App helps addicts in recovery

Author: 
Molouk Y. Ba-Isa, [email protected]
Publication Date: 
Wed, 2010-12-01 03:40

“Most of the evidence suggests that addiction is probably a lifelong disease. In that sense it’s like diabetes or high blood pressure. There is a need is for sustained behavioral change over a lifetime. It isn’t enough to stop for a few weeks and think that’s going to solve a problem because the psychological and physical manifestations continue after the drugs have stopped being used,” said Dr. David Sack, CEO of Promises Treatment Centers and Elements Behavioral Health. Sack has nearly three decades of experience in clinical, research and administrative psychiatry.
Elements Behavioral Health is a US-based behavioral healthcare organization that owns and operates Promises Treatment Centers. These treatment centers became famous when celebrities including Ben Affleck, Robert Downey Jr. and Lindsay Lohan checked in to Promises for rehab from substance abuse. But whether they are celebrities or ordinary people, addicts are prone to relapse. So Elements Behavioral Health turned to technology to help support their clients throughout the lifelong recovery process.

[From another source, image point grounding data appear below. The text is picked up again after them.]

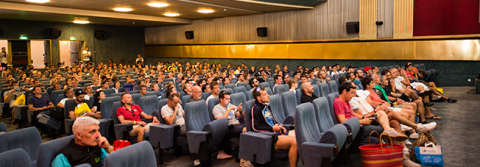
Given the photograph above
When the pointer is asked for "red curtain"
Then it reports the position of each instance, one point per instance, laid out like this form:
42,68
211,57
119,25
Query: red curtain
445,17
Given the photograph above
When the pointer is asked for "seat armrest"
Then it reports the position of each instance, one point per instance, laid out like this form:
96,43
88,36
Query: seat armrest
262,148
163,133
353,126
195,138
314,153
120,129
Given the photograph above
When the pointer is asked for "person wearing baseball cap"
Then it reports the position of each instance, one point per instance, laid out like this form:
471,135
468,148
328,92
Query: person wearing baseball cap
81,107
368,70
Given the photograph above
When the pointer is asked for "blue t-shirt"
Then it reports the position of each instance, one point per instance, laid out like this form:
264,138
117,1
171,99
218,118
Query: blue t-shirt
39,102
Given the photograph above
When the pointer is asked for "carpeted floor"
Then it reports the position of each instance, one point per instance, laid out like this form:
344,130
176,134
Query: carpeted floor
457,132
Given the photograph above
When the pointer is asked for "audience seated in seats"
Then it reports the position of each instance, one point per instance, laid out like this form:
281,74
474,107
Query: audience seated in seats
82,107
307,93
88,146
196,94
230,112
173,113
215,91
130,113
263,121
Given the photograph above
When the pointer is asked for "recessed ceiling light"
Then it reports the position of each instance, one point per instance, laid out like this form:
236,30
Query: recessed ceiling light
38,1
123,9
205,11
171,14
158,5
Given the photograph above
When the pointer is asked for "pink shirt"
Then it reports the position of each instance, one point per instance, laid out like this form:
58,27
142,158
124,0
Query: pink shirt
342,108
127,114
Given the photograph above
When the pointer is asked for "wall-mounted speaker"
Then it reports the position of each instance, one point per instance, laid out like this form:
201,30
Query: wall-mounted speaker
262,31
353,27
55,32
99,34
189,34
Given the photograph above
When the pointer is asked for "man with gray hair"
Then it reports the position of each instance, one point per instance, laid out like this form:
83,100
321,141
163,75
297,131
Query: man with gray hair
88,146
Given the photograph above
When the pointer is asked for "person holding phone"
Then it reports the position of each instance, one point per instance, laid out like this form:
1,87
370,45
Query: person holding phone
88,146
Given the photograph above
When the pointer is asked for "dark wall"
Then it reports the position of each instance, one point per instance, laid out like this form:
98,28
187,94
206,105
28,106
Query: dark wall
120,42
450,73
445,17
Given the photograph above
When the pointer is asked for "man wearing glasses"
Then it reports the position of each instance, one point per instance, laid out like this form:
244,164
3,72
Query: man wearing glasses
130,113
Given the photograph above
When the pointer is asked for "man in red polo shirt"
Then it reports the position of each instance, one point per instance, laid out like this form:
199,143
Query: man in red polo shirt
130,113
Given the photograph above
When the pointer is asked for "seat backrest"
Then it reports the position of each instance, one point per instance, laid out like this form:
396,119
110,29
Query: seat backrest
107,106
298,95
15,157
49,150
136,98
231,86
54,97
289,101
269,91
206,94
279,89
196,116
28,139
65,109
248,114
306,129
211,104
240,89
140,154
264,85
323,114
238,98
333,86
316,90
149,104
277,108
331,97
185,100
108,92
324,89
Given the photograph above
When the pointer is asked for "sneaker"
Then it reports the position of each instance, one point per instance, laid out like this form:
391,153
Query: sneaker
407,142
410,163
405,127
196,162
426,127
414,136
223,155
450,100
245,163
395,135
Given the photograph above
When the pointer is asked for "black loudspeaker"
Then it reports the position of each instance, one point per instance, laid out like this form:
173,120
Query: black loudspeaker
55,32
99,34
353,27
262,31
189,34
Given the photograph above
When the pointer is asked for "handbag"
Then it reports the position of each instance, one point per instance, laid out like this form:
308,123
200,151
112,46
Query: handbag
430,156
381,155
119,144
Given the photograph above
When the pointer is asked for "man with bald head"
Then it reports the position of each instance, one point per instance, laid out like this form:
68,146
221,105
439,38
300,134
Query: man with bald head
307,93
196,94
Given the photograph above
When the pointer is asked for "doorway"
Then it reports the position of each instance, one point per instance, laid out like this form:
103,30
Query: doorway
70,52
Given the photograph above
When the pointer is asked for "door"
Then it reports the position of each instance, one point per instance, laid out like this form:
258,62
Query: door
19,53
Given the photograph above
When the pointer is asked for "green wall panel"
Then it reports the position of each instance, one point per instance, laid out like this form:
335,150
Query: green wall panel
120,42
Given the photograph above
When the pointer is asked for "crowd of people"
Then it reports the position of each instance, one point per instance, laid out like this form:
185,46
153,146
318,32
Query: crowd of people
386,101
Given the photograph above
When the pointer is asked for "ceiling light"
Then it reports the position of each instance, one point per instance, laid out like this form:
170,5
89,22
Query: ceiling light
205,11
123,9
158,5
171,14
38,1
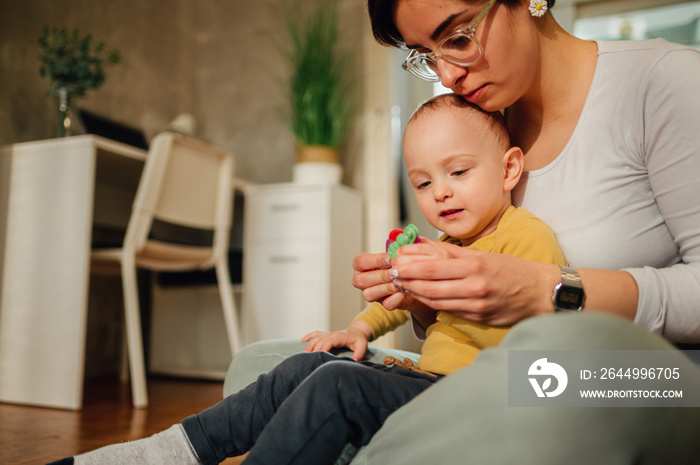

“We really developed the iPromises Recovery Companion (http://ipromises.org) as a mobile application to help our own alumni and then we realized that it could have a much broader application,” Sack said. “The withdrawal from the drugs is just the start of the recovery process and it’s where treatment begins. Once someone has stopped using, there are a whole host of changes that can leave them vulnerable to relapse. It’s necessary to treat all the different aspects of addiction so that people have the best opportunity to stay clean and sober.”
Launched in June on the Apple App Store, there have been over 4,000 downloads of the iPromises Recovery Companion, reaching individuals in over twenty countries. Elements Behavioral Health has received hundreds of user remarks touting the app as a true accountability and support tool. The iPromises Recovery Companion allows those in recovery from addiction to keep a visual journal, contact friends for support, get a daily positive message and track accomplishments, challenges, moods, attitudes, behaviors and triggers. In some countries the app provides lists of public support meetings, but in the Kingdom it can be used to store and share the details of private support groups. 
“One of the things we’ve learned about people with alcoholism, that we know continues even after people stop drinking, and which we think even occurs before they start drinking, is a condition called alexithymia. This is the inability to express their feelings,” explained Sack. “About forty percent of alcoholics who are not drinking have alexithymia which may be part of the reason that they are drawn to or attracted to alcohol because they really have trouble with their emotional experiences. The iPromises Recovery Companion endeavors to help cope with alexithymia.”
Recovering alcoholics are often stressed in many different ways. Due to alexithymia, they may not have any awareness of their feelings. The Recovery Companion app helps them see and track their emotions. If there is a change likely to cause anxiety, the individual can be alerted to get help quickly. Additionally, when an individual starts to use the app, he or she will be asked to enter in triggers — things which result in drug or alcohol abuse. While making daily journal entries, if any of these triggers appear, the app will remind the individual that additional support may be needed.
Over the next year, Elements Behavioral Health plans to continue to release updated versions of the current iPromises app for iPhone/iPad/iPod Touch, as well as an Android version. Additionally, the mental health organization plans to develop mobile applications for impulse control disorders such as compulsive gambling, compulsive sexual disorders and possibly even eating disorders.